Parada militar do Regimento de Infantaria N.º 18, no Porto (início do século XX). (Fotografia do Arquivo Municipal do Porto) |
7
de Agosto de 1839
A Câmara representa a Sua Majestade:
Senhora, a Câmara Municipal de Guimarães solicita pelo bem-estar dos seus
habitantes, como cumpre a seu legal dever, vem outra vez ante o Trono de Vossa
Majestade implorar uma graça de que depende a paz destes povos. Qualquer que
fosse o antigo comportamento de infantaria 18 no Minho e Trás-os-Montes, é
certo que desde que tomou seu comando o valente coronel José Teixeira de
Mesquita, ele se acha um corpo brilhante, obediente e disciplinador, e é, há dous
anos, que existe naquela vila, a garantia única; Real Senhora, da tranquilidade
pública contra os salteadores e assassinos que infestam a província e o reino,
cujos notórios estragos até mereceram do corpo legislativo medidas
excepcionais.

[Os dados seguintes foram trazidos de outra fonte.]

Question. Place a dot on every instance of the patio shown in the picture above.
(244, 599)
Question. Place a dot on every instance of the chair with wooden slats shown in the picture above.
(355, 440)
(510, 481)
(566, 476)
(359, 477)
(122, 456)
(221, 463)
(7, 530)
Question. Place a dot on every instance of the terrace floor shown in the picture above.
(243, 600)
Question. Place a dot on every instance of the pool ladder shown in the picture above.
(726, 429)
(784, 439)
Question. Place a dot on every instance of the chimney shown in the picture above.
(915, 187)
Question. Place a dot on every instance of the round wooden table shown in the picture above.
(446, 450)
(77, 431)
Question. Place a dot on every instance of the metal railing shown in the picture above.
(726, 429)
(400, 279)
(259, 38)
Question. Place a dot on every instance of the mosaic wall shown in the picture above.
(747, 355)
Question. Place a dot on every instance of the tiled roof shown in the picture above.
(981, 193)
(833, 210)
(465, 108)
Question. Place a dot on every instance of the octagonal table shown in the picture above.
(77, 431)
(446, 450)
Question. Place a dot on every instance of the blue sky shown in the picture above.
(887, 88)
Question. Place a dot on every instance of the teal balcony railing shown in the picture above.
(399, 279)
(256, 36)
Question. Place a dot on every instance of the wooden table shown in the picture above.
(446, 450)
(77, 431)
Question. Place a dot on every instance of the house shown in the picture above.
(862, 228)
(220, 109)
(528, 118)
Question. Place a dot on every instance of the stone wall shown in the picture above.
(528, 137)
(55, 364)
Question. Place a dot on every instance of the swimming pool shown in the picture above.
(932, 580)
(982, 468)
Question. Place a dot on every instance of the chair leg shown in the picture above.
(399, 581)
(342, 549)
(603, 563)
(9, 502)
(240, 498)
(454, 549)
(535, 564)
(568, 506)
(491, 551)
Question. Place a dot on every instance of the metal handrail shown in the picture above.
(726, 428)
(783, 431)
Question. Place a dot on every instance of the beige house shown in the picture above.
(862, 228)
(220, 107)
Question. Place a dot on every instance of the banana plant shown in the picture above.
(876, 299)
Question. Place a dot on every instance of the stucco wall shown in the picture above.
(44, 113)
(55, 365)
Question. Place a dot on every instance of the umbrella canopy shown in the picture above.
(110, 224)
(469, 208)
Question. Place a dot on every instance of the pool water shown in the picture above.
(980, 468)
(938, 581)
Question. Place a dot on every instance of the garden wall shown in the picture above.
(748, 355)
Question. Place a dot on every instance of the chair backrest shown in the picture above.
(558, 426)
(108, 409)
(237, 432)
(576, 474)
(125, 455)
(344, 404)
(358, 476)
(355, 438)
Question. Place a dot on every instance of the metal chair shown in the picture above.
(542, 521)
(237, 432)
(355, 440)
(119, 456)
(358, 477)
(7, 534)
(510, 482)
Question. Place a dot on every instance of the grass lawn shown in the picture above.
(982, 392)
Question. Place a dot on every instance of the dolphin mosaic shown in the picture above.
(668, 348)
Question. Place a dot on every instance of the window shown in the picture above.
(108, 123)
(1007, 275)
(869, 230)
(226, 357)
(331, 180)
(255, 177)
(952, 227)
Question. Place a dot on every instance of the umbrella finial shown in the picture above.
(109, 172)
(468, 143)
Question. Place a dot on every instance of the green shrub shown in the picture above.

Acontecendo em Junho do ano passado uma sublevação da soldadesca,
que sem um só oficial marchou amotinado para matar o comandante, por ser este o
representante da sua imoralidade, mantenedor da disciplina, projecto infernal
que a consumar-se teria infalivelmente exposto a vila a um saque geral, ao mais
infrene massacre, aquele digníssimo coronel, praticando um feito mais heróico
que jamais podia haver em combate no Campo da Batalha, se apresentou só de
frente ao corpo rebelado que pedia em gritos a sua morte, e em dez minutos
reduziu tudo a obediência e salvou a vila de tantos horrores. A Câmara que
então servia apresentou a levar em data de 7 de julho de 1838 este feito ao
conhecimento de Vossa Majestade a pedir que Guimarães fosse declarado quartel
permanente do mesmo batalhão visto ter ele um tal comandante, que não é menos
digno na disciplina militar que na administração económica. Esta graça é tanto
mais justa, por isso o batalhão 14 que neste caso deve ser transferido para
Aveiro é um corpo em esqueleto que está inda por organizar e que nunca residiu
em Guimarães, sendo-lhe por isso indiferente este ou aquele quartel, pois que
ambos desconhece. Vossa Majestade não desatendeu aqueles rogos conservando ali
o dito corpo e hoje outra câmara ressentindo a mesma súplica implora a Vossa
Majestade a graça de designar Guimarães quartel permanente de infantaria 18
cuja mercê espera de Vossa Majestade com o mais importante benefício para
segurança dos povos que administra a câmara suplicante. Deus guarde a preciosa
vida de Vossa Majestade para ventura da Nação. Guimarães em Câmara de 7 de
Agosto de 1839. - Assinados: Nápoles- Baptista- Vilela.- Não deu efeito.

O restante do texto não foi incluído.